SINGAPORE: Japanese rubber futures edged lower on Thursday, ending a two-session rise as high inventories in China overshadowed concerns about global supply, while weaker synthetic rubber prices also pressured the market.
The Osaka Exchange (OSE) rubber contract for June delivery closed down 2.2 yen, or 0.59%, at 369.6 yen ($2.35) per kg. The May rubber contract on the Shanghai Futures Exchange (SHFE) fell 175 yuan, or 0.99%, to 17,505 yuan ($2,398.21) per metric ton. Port inventories of natural rubber in China increased further this week, with stockpiles in Qingdao rising sharply to 470,000 tons, said Chinese rubber sales portal Natural Rubber Network. Meanwhile, harvesting in China’s Yunnan has stopped and some processing plants have halted operations, while harvesting in the northeastern region of Thailand will gradually come to an end from next month, said Natural Rubber Network. In top rubber producer Thailand, farmers in the upper regions should brace for crop damage from Dec. 26-27, the country’s meteorological agency said on its website. In the southern areas, farmers should brace for heavy rains that may cause flash flood from Dec. 28-30, the agency said. The most-active February butadiene rubber contract on the SHFE dropped 385 yuan, or 2.86%, to 13,085 yuan ($1,792.66) per metric ton.

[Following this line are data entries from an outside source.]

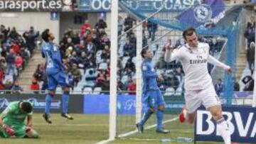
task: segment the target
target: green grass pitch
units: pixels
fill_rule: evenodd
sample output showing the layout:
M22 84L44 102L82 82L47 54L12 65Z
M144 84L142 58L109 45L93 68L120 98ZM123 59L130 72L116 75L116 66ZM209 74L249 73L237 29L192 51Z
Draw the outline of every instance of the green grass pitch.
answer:
M109 117L108 115L85 115L72 114L73 121L66 120L60 114L52 114L52 124L46 123L41 113L35 113L33 116L33 128L39 133L39 139L4 139L0 138L0 144L93 144L108 138ZM168 116L166 116L168 117ZM176 116L170 116L168 118L174 118ZM122 123L123 128L119 128L119 133L134 131L134 119L133 116L119 116L117 123ZM151 118L149 124L155 123L155 118ZM178 136L193 138L193 126L189 124L181 124L174 121L164 124L166 128L171 131L169 134L158 134L155 128L145 130L144 133L136 133L124 138L117 138L110 142L111 144L162 144L162 138L175 140ZM165 144L183 144L182 143L169 142ZM188 144L188 143L184 143Z

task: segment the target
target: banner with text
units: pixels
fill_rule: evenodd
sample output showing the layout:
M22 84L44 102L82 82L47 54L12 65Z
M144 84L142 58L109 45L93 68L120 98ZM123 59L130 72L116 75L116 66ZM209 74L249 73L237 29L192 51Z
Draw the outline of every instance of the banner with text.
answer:
M223 111L233 142L256 143L256 108L224 106ZM195 126L195 141L223 141L211 114L203 108L197 112Z

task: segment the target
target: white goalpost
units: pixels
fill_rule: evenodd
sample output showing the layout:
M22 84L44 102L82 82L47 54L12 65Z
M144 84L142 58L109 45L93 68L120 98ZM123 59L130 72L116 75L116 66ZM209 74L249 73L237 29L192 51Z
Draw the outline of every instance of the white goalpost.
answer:
M114 140L117 133L117 70L118 47L118 0L112 0L111 6L111 55L110 94L110 140Z
M256 30L256 26L255 26L255 30ZM256 33L255 33L255 42L256 43ZM256 55L256 50L255 52L255 57ZM256 69L255 69L255 64L256 64L256 58L255 58L255 65L254 65L254 72L253 72L253 74L254 74L254 88L253 88L253 97L252 97L252 107L256 107Z

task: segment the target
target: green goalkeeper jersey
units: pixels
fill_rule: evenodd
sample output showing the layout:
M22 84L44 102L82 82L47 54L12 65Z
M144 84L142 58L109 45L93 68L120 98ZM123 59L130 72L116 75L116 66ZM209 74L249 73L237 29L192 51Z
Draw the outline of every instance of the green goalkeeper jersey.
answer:
M25 125L25 119L28 115L23 112L20 108L21 101L11 102L7 108L1 113L1 117L4 124L14 126L21 126Z

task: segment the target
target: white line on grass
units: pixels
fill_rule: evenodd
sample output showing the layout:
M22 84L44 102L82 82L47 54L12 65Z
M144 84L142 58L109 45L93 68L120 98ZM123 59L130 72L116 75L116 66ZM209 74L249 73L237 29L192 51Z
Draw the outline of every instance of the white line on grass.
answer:
M169 123L169 122L171 122L171 121L175 121L177 119L178 119L178 117L176 117L176 118L171 118L171 119L164 121L163 122L163 123ZM150 128L152 128L156 127L156 124L154 124L154 125L152 125L152 126L147 126L146 128L145 128L145 129L146 129L146 130L150 129ZM137 130L130 131L130 132L128 132L128 133L124 133L124 134L119 135L117 137L122 138L122 137L125 137L125 136L128 136L128 135L134 134L136 133L138 133ZM97 143L95 144L106 144L106 143L110 143L111 141L113 141L113 140L114 140L114 139L104 140L100 141L100 142L98 142L98 143Z
M176 117L176 118L171 118L171 119L164 121L163 122L163 123L169 123L169 122L171 122L171 121L175 121L177 119L178 119L178 117ZM150 128L152 128L156 127L156 124L154 124L154 125L146 127L145 129L146 130L150 129ZM134 134L136 133L138 133L138 130L135 130L135 131L130 131L130 132L128 132L128 133L124 133L124 134L119 135L117 137L119 137L119 138L126 137L126 136Z
M100 141L95 144L106 144L106 143L108 143L111 141L113 141L114 139L107 139L107 140L103 140L102 141Z
M46 123L36 123L33 124L34 126L102 126L102 127L108 127L107 125L105 124L91 124L91 123L52 123L48 124Z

Oil prices edged higher in thin holiday trading, driven by hopes for additional fiscal stimulus in China, the world’s biggest oil importer, while an anticipated decline in US crude inventories also provided support. China is also the world’s top consumer of rubber. Natural rubber often takes direction from oil prices as it competes for market share with synthetic rubber, which is made from crude oil. The front-month rubber contract on Singapore Exchange’s SICOM platform for January delivery last traded at 191.1 US cents per kg, up 0.5%.